Uno de los principales motivos por los que en julio del 2012 una gran mayoría de mexicanos decidió echar a la basura 12 años de gobiernos federales panistas fue que ni Vicente Fox Quezada ni Felipe Calderón Hinojosa le dieron dinamismo a la economía y; por el contrario, la tuvieron parada, detenida.

Lo mismo sucede hoy con Peña Nieto, a quien sí se le para…la economía, como lo demuestra el hecho de que el INEGI reportara que el desempleo repuntó hasta 4.99 por ciento en junio, cifra notoriamente mayor al 4.81 por ciento registrado ese mismo mes, pero el año pasado, según el mismo instituto (Proceso, 18 de julio del 2013).

Este incremento notorio del desempleo se da a pesar de que en noviembre pasado, cuando Felipe Calderón, Enrique Peña Nieto, el PRI y el PAN querían que se aprobara la reforma laboral calderonista, todos ellos aseguraban que el quitar derechos a los trabajadores y dar manga ancha a los empresarios (o desregular la contratación de gente) alentaría la generación de empleos.

Así, en marzo de este año, el Banco de México (BdM) aseguraba que la reforma laboral calderonista generaría 194 mil nuevos empleos en el 2013 (Nueva Prensa.net).
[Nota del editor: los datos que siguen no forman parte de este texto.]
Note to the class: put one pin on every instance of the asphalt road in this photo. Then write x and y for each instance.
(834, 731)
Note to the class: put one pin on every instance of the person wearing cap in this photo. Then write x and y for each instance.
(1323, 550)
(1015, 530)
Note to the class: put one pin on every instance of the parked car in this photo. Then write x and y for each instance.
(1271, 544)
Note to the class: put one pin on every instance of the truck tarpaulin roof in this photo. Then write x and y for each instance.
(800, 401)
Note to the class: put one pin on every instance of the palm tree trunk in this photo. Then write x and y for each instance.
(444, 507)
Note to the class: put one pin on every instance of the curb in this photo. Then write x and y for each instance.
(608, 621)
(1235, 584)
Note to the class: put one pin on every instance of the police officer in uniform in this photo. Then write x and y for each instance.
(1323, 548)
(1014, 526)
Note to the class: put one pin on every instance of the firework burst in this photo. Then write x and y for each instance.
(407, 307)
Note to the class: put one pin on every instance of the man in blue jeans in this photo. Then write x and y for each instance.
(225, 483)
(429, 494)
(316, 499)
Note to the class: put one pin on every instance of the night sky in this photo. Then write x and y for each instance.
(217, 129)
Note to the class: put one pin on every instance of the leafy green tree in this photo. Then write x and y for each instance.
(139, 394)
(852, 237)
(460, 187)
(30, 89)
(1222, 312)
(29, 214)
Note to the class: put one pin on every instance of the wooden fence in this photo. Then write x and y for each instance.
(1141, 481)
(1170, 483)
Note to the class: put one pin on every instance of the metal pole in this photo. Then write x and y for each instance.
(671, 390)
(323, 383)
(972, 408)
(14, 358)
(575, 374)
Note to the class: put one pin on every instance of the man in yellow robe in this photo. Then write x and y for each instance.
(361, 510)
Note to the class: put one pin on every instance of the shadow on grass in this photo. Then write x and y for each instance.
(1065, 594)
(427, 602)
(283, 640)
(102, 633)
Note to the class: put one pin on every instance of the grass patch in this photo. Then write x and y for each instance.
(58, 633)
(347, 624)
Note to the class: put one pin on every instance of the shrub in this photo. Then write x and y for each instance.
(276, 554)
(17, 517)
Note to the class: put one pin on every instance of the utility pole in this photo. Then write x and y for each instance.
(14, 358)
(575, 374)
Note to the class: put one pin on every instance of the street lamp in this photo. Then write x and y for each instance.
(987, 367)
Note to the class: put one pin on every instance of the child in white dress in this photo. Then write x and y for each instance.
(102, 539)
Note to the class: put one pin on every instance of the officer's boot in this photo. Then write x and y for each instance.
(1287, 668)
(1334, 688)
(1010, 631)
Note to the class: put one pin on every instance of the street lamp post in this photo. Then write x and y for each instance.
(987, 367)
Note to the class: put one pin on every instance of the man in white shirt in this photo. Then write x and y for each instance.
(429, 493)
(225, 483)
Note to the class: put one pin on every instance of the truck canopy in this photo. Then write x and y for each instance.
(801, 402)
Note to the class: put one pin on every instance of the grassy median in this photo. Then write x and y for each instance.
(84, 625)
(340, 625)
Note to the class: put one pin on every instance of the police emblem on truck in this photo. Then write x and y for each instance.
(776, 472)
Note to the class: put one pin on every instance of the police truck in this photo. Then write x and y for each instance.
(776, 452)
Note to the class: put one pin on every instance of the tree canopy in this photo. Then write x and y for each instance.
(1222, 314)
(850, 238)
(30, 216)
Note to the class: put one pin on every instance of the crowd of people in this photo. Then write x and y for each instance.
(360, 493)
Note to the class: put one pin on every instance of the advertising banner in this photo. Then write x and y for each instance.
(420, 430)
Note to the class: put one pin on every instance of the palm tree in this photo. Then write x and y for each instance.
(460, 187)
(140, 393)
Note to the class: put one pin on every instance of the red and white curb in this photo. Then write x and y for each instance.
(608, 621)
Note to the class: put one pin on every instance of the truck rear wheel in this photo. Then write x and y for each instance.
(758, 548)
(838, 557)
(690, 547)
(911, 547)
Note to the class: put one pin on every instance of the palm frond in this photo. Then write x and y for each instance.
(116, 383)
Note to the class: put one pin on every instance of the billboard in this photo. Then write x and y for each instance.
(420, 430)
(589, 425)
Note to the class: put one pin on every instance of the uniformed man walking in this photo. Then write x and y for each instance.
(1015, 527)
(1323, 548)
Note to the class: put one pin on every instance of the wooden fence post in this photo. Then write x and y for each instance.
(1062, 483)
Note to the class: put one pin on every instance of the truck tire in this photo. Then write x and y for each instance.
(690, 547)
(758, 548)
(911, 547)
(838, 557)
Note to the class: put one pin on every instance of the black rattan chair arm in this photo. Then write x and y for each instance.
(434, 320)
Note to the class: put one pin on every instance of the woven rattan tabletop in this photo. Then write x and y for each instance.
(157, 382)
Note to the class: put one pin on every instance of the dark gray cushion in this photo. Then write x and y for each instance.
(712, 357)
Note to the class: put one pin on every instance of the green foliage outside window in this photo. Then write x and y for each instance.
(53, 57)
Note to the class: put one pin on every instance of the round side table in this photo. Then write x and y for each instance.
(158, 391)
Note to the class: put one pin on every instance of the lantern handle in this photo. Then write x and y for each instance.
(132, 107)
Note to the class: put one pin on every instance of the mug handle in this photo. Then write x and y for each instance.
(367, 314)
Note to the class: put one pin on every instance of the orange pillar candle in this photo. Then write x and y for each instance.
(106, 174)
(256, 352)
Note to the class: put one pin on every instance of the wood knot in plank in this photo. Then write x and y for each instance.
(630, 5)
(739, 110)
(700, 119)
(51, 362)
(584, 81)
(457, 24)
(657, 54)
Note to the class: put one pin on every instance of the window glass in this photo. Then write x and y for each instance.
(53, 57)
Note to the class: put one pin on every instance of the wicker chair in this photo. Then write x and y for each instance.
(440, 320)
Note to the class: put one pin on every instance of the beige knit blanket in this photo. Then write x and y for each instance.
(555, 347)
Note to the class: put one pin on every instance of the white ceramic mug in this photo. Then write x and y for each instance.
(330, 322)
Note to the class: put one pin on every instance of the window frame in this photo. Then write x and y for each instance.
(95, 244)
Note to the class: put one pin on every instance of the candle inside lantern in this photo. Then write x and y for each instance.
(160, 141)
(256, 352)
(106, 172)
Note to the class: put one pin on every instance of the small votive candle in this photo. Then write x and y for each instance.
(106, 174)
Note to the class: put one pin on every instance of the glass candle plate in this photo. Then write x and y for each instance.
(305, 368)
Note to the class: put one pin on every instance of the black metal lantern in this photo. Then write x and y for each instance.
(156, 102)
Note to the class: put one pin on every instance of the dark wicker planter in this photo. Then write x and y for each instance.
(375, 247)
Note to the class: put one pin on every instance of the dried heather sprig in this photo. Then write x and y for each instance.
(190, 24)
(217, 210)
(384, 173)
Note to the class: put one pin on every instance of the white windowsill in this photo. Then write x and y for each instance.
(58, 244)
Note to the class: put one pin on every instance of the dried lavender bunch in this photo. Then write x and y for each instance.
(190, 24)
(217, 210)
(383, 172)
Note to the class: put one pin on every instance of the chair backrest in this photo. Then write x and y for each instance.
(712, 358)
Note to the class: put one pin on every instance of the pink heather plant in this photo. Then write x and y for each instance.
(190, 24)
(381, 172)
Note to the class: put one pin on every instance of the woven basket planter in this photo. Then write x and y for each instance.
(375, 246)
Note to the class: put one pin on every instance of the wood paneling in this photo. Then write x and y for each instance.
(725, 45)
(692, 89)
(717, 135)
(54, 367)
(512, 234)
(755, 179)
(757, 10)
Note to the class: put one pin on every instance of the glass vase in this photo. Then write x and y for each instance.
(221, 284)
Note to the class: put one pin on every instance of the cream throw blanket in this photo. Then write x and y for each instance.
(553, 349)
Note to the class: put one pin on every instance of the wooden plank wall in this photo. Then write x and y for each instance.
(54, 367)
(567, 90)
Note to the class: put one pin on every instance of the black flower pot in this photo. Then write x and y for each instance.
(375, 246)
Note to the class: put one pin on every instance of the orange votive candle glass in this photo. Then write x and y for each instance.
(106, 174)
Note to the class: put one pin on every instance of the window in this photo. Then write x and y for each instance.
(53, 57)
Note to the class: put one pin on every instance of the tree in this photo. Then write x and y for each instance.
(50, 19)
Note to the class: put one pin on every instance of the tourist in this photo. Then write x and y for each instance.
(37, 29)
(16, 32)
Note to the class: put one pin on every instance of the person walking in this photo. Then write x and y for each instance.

La triste realidad del país es que, pese a que la reforma laboral aprobada por los diputados federales y senadores eliminó o restringió varios derechos de los trabajadores…no ha servido para atraer inversiones ni generar empleo.

Peña Nieto y Luis Videgaray, incapaces de promover el crecimiento económico

El estancamiento económico en que la gestión de Peña Nieto con Luis Videgaray al frente de la SHCP ha dejado como sus principales víctimas a las mujeres, ya que el INEGI informa que el desempleo femenino se elevó de 4.82 a 5.39 por ciento en junio, mientras que en los hombres ese indicador disminuyó al pasar de 4.80 a 4.73 por ciento.

Resulta irónico que las mujeres, que en el 2012 le dieron el triunfo al PRI y a Peña Nieto, sean las que más sufran por su política económica. El día de la elección presidencial pasada el diario Reforma presentó una encuesta que detallaba que quienes votaron por el hoy presidente de la República fueron, en su mayoría, féminas, gente del medio rural y mayores de 30 años.

Y el despeñadero económico en que el gobierno federal mantiene al país se hace cada día más grande y profundo, como lo demostró ayer la Comisión Económica para América Latina y el Caribe (CEPAL), al recortar a 2.8 por ciento su previsión de crecimiento para México este año, cuando su cálculo anterior era del 3.5 %. (Proceso, 24 de julio).

Despeñadero económico, pretexto para la privatización de PEMEX

Ayer mismo el INEGI informó que la tasa de inflación de la 1ra quincena de julio fue de 3.53 por ciento y, aunque se festeja que esa cifra es la menor en varios meses, la realidad es que el aumento en los precios –sobre todo de productos básicos – sigue siendo un flagelo para los cada vez más empobrecidos bolsillos mexicanos.

Seguramente Peña Nieto, Videgaray, el PRI, el PAN y el PRD utilizarán el despeñadero económico como pretexto, para urgir a que se concrete la reforma energética y, por ende, la legalización de la privatización de Pemex. Sin embargo, si los cambios a la ley laboral no generaron beneficio alguno en la generación de empleos, ¿por qué los mexicanos debemos creer que la mayor apertura de Pemex al capital privada sí servirá para detonar la producción del país?.

Incluso, cabe preguntarse si el terrible bache económico en que Peña Nieto, Luis Videgaray y compañía mantienen al país, no es solamente un pretexto para – a través de Televisa, Azteca y demás aliados y cómplices mediáticos del gobierno federal- manipular a la opinión pública, haciéndole creer que solamente con la venta de Pemex y el cobro del IVA en alimentos y medicinas es como se superará la crisis.